Think Twice About Overexposure to UK Markets

UK-based investors should avoid overexposure to their home market, warns the CEO of one of the world’s largest independent financial advisory organisations.

The warning from Nigel Green, chief executive and founder of deVere Group, which has $10bn under advice, comes as the FTSE 100 touched its highest level for more than 13 months on Tuesday.

Nigel Green comments: “The UK’s leading index briefly reached a 13-month high thanks to surging oil prices and a significant rally from banking stocks.

However, despite this positive uptick, I would urge UK investors to avoid home bias, whereby they favour those markets with which they are most familiar.  Indeed, they should think twice about overexposure to their home market.”

He continues: “There are three principal reasons to be cautious about the UK.

First, a near-term worry is that UK stocks appear expensive, based on their current valuations, relative to their history and a shrinking of profit margins across many sectors.

Second is a weakening domestic economy.

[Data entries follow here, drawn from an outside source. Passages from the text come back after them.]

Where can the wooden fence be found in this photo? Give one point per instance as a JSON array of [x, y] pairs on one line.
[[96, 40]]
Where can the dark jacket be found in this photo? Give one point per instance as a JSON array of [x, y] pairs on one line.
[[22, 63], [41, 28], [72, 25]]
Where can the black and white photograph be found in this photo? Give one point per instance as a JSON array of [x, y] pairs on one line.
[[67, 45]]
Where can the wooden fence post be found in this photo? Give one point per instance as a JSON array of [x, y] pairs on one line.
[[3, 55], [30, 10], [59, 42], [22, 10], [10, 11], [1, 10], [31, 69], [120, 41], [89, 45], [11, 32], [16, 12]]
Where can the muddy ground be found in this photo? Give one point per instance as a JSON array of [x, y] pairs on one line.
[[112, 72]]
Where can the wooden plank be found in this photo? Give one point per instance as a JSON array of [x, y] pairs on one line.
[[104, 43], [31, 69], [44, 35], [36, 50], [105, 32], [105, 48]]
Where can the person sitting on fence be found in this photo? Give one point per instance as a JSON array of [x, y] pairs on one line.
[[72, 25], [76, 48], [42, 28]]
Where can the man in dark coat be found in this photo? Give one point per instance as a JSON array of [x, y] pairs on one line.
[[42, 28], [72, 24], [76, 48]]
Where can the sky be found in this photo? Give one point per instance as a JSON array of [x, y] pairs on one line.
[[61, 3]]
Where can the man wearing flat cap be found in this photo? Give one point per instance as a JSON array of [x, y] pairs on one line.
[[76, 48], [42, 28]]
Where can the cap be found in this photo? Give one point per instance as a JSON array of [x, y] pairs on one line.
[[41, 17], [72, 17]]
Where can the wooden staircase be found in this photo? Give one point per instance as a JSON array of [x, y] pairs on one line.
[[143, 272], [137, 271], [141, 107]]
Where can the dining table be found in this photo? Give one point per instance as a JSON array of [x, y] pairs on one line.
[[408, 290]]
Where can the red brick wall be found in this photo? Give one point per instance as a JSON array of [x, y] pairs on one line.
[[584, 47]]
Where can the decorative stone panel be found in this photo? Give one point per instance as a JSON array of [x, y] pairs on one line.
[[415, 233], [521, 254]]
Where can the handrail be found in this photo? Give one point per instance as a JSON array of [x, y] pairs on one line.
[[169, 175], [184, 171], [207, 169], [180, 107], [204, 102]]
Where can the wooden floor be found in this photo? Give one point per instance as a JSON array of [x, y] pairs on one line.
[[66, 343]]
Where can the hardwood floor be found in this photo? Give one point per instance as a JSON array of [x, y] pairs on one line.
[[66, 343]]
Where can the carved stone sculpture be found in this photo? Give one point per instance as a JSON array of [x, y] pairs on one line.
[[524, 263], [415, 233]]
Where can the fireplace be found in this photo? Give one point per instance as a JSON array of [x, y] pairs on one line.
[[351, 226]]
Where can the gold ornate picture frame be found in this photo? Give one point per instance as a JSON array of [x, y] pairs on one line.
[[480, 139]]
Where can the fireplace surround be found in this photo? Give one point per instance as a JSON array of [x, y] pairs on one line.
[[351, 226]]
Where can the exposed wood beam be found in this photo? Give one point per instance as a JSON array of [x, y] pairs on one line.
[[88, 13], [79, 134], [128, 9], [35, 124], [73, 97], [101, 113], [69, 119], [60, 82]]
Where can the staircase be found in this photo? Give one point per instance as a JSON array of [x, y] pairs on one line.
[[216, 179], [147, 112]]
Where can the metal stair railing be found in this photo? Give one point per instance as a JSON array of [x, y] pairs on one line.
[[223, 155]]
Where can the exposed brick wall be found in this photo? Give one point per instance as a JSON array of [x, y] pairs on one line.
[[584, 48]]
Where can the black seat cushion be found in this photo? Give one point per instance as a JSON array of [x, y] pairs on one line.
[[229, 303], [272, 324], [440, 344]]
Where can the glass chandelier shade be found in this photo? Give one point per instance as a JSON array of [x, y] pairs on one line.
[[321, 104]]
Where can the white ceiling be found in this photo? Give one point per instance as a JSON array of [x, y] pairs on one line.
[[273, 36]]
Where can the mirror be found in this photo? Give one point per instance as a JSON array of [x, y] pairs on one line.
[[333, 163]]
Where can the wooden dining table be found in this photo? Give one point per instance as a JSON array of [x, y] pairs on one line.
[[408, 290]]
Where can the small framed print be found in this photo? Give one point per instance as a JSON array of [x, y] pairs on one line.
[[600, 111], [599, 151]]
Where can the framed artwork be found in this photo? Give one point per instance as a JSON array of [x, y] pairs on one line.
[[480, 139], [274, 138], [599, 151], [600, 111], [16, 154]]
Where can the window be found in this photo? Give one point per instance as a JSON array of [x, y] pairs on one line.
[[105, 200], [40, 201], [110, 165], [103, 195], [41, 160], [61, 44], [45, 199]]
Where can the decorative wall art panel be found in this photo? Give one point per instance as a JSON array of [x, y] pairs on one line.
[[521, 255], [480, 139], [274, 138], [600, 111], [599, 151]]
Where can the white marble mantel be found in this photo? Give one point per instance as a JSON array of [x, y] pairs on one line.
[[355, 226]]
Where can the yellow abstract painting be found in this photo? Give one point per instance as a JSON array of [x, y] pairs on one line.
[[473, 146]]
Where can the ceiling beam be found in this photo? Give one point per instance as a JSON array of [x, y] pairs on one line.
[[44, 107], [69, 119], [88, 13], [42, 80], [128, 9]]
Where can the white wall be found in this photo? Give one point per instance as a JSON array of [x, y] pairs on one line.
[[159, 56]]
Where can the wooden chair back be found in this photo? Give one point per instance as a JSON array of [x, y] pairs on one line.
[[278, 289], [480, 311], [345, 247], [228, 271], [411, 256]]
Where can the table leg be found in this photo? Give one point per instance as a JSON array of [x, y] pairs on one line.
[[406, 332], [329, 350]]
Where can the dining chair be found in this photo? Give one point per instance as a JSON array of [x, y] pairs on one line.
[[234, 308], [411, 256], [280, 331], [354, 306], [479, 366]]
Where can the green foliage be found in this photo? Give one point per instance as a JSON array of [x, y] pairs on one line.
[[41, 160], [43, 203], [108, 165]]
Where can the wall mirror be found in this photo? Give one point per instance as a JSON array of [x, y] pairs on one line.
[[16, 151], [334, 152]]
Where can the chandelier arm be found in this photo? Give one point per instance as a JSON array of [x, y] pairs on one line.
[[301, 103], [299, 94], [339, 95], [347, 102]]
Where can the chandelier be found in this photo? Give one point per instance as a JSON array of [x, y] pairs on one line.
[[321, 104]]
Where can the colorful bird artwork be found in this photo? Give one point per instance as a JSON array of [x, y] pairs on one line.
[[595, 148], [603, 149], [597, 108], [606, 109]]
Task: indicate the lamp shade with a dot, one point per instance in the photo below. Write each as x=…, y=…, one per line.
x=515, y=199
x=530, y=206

The Bank of England expects zero growth in Q4 and in Q1 of 2017, while it now forecasts the economy will be 2.9 per cent smaller by the end of 2019 than its May forecast. The economy will weaken because of a pause in investment and big-ticket consumer spending, and disruption to trade with EU, as we wait to see the impact of Brexit.

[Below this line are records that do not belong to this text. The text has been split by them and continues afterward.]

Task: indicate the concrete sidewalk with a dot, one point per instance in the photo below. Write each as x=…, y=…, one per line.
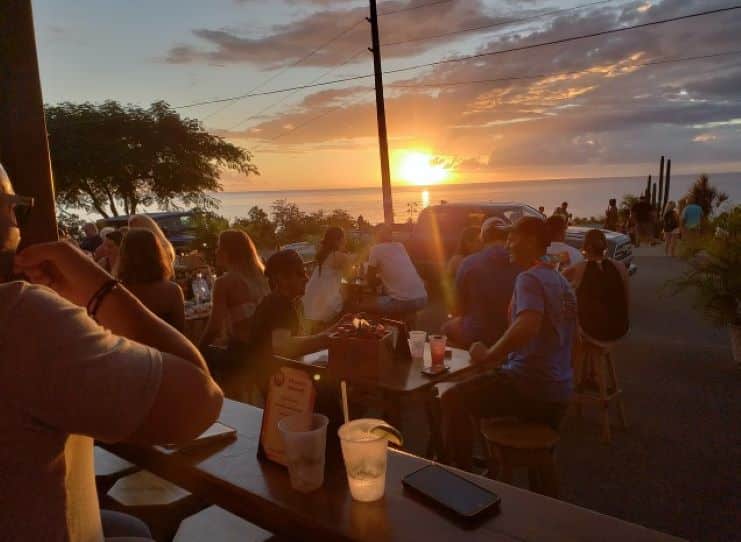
x=678, y=466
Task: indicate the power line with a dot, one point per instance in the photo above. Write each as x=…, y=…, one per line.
x=282, y=100
x=412, y=8
x=564, y=40
x=493, y=25
x=556, y=74
x=468, y=57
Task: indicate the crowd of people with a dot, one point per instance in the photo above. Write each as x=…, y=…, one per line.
x=115, y=364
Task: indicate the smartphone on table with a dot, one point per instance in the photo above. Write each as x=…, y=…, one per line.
x=455, y=494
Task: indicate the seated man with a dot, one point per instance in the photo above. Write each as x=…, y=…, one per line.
x=389, y=264
x=563, y=254
x=484, y=285
x=531, y=377
x=114, y=372
x=276, y=324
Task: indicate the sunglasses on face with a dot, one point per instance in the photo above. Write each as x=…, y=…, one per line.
x=21, y=206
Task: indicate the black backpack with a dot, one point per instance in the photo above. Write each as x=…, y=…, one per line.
x=603, y=309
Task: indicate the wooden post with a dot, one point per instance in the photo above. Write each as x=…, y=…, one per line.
x=24, y=149
x=668, y=181
x=661, y=187
x=383, y=144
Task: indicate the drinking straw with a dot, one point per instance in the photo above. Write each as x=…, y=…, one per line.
x=345, y=410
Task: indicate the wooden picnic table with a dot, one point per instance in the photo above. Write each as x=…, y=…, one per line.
x=230, y=475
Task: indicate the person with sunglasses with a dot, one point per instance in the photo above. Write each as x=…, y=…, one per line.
x=81, y=359
x=277, y=325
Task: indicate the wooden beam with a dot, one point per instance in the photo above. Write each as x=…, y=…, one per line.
x=24, y=148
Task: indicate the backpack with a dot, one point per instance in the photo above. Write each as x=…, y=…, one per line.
x=603, y=309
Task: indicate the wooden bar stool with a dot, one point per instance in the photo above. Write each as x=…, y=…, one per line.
x=512, y=443
x=595, y=380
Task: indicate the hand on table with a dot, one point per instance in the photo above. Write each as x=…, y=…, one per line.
x=478, y=352
x=63, y=268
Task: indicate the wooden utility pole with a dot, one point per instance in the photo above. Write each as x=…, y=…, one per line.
x=383, y=144
x=24, y=148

Third is sterling. With a weaker economy and the Bank of England loosening monetary policy, sterling may fall further. A weak sterling flatters export earnings for multinationals, so supports their share prices. But weak sterling also increases the cost of imported raw materials and parts that go into manufactured goods. This increases costs, which companies may struggle to pass on to the consumer as unemployment rises as the economy weakens. Therefore, a weak pound is a mixed blessing.

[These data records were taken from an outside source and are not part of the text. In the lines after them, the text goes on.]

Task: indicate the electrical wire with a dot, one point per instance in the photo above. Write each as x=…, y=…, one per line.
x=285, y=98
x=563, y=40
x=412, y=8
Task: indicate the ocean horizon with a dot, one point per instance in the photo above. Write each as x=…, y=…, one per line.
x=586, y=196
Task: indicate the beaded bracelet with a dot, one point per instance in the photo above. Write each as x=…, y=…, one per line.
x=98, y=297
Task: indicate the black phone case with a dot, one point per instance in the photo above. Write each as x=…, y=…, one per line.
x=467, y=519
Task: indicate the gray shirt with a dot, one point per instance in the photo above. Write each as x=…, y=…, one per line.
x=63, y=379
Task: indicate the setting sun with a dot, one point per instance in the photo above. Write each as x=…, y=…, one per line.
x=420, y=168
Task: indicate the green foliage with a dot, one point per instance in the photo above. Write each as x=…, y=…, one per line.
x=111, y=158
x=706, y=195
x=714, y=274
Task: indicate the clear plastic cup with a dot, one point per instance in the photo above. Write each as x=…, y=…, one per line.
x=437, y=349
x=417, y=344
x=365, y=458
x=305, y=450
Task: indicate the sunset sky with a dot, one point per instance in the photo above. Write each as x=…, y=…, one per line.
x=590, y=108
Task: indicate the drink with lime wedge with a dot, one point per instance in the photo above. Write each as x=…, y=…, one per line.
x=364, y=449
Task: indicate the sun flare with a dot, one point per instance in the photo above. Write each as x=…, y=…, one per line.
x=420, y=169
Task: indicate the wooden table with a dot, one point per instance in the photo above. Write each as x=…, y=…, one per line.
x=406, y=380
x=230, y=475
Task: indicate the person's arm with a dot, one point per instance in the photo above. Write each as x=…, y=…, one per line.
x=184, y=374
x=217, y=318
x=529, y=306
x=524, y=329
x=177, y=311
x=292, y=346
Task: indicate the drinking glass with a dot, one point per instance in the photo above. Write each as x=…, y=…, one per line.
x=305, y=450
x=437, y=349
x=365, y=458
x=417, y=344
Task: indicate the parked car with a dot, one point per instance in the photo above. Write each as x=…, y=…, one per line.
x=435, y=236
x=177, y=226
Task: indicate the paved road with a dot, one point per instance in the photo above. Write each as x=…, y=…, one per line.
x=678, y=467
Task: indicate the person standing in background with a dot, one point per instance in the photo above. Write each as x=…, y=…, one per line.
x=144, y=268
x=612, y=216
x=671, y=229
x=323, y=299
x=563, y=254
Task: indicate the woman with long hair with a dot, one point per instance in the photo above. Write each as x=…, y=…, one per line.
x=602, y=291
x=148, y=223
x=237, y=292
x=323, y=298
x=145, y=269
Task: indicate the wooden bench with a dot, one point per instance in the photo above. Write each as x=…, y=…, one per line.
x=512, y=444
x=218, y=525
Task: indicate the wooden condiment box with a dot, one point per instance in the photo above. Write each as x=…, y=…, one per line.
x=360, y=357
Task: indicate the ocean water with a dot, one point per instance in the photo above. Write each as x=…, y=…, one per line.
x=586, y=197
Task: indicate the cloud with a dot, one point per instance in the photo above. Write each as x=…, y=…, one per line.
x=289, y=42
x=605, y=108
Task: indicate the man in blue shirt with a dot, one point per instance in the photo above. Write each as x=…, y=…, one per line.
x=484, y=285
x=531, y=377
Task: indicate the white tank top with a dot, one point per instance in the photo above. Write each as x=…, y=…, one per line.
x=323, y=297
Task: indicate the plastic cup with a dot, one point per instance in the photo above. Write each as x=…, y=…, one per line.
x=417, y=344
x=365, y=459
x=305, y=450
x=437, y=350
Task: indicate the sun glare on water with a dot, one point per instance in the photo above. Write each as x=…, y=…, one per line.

The deVere CEO concludes: “Despite, or perhaps even because, of the UK’s rally, UK-based investors need to ensure that their portfolios are adequately diversified – and this includes across geographical regions, as well as assets and sectors.

The myth that international investing presents a higher risk must be busted. In fact, the more diversified the investment portfolio, encompassing a global reach, the greater the reduction of risk.

History teaches us that investors who maintain a well-diversified portfolio are best-placed to make the most of opportunities that present themselves, whilst simultaneously mitigating risk.”